We also compared the TFTT group to a previously published group [14] who sustained bilateral transfemoral limb loss, the most common group of multiple limb loss. There were no significant differences between the two groups with regard to combat injuries to other anatomic areas or other current medical problems. Comparison of the levels of function between bilateral transfemoral amputees and the TFTT amputees from the Vietnam War and OIF/OEF groups pooled together found that 22 of 33 bilateral transfemoral amputees and two of 24 TFTT were household ambulators or nonambulators (p < 0.001). The same comparison between the bilateral transfemoral and TFTT groups from each conflict alone also showed that the bilateral transfemoral group had more household ambulators or nonambulators compared to the TFTT groups (Vietnam War: p = 0.001; OIF/OEF: p = 0.05).
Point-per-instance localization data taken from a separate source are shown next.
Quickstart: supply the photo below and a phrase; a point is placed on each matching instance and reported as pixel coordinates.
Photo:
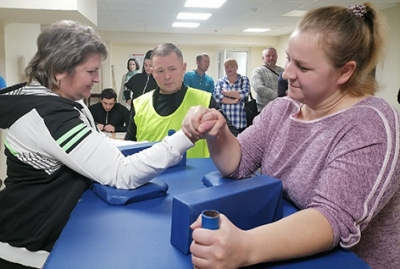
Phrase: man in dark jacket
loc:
(142, 82)
(109, 115)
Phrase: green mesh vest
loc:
(153, 127)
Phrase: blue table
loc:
(137, 235)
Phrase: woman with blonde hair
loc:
(334, 145)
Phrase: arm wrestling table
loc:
(137, 235)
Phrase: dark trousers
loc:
(10, 265)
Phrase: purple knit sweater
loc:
(345, 165)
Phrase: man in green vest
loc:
(164, 108)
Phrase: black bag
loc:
(250, 106)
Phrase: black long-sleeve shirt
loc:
(118, 116)
(166, 104)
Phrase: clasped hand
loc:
(201, 122)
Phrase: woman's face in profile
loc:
(147, 66)
(132, 65)
(78, 84)
(230, 70)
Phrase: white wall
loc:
(388, 72)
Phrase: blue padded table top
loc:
(137, 235)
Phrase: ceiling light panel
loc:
(193, 16)
(205, 3)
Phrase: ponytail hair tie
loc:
(358, 10)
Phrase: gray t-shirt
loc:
(345, 165)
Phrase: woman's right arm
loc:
(91, 154)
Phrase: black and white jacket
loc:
(54, 151)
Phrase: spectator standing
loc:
(109, 115)
(231, 92)
(142, 82)
(265, 78)
(198, 78)
(133, 66)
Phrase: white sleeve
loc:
(97, 158)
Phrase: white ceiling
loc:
(157, 16)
This finding implies that the preservation of at least one knee may improve the long-term functional status of those with bilateral lower-extremity limb loss.

In summary, TFTT amputees are a distinct subset of individuals with multiple limb loss. The self-reported health status and QoL of those with TFTT amputation are similar between the Vietnam War and OIF/OEF groups, and both groups reported a moderate to strong impact of the TFTT amputations on their lives. The younger participants from the OIF/OEF group reported higher levels of function and greater prosthetic use when compared to the Vietnam War group. Future areas of research should include longitudinal studies of those with limb loss and assessments of physical function of older patients with limb loss as the demographics shift to where this group of patients becomes more prominent. In addition, further study should focus on specific types of individuals with multiple limb loss in an effort to improve prosthetics and rehabilitation, as well as resource planning.

Footnotes

One of the authors (GER) that she is the recipient of a Veterans Administration Career Scientist Award (RCS 98-353). The remaining authors certify that they, or a member of their immediate family, have no funding or commercial associations (eg, consultancies, stock ownership, equity interest, patent/licensing arrangements, etc) that might pose a conflict of interest in connection with the submitted article.
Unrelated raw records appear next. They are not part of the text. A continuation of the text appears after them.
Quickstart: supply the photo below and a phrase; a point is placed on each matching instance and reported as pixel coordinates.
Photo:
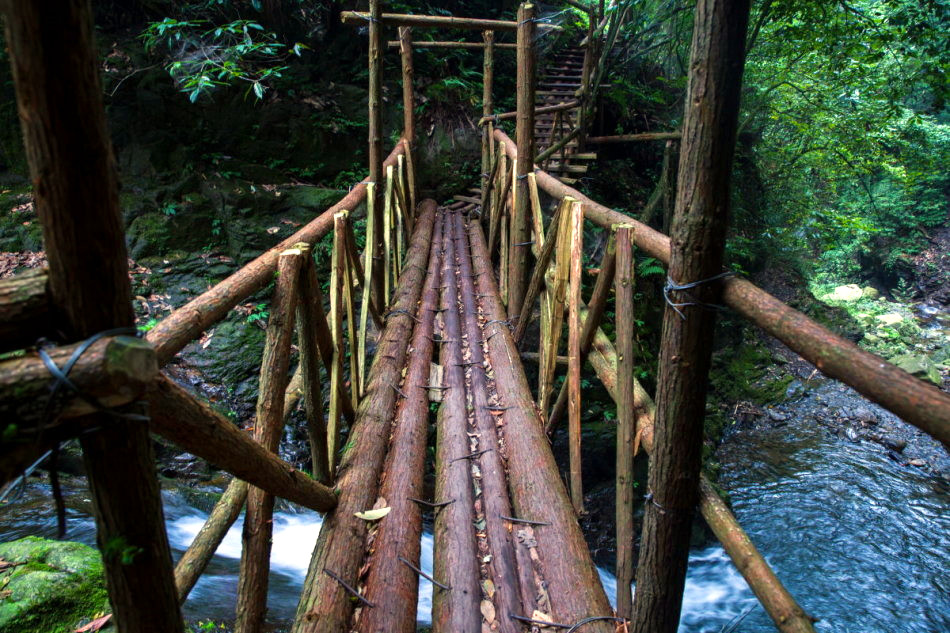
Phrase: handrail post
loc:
(376, 138)
(520, 227)
(488, 78)
(408, 106)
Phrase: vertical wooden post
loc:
(698, 236)
(376, 137)
(367, 278)
(669, 186)
(574, 356)
(549, 344)
(408, 105)
(310, 320)
(488, 79)
(337, 279)
(520, 222)
(268, 429)
(626, 419)
(59, 97)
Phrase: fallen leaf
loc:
(488, 611)
(95, 625)
(373, 515)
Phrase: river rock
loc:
(49, 586)
(850, 292)
(919, 366)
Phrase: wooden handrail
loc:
(360, 18)
(567, 105)
(916, 402)
(472, 45)
(185, 324)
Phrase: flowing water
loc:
(859, 538)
All ICMJE Conflict of Interest Forms for authors and Clinical Orthopaedics and Related Research ® editors and board members are on file with the publication and can be viewed on request.

Each author certifies that his or her institution approved the human protocol for this investigation, that all investigations were conducted in conformity with ethical principles of research, and that informed consent for participation in the study was obtained.

This work was performed at the Veterans Administration Puget Sound Regional Health Care System, Seattle, WA, USA.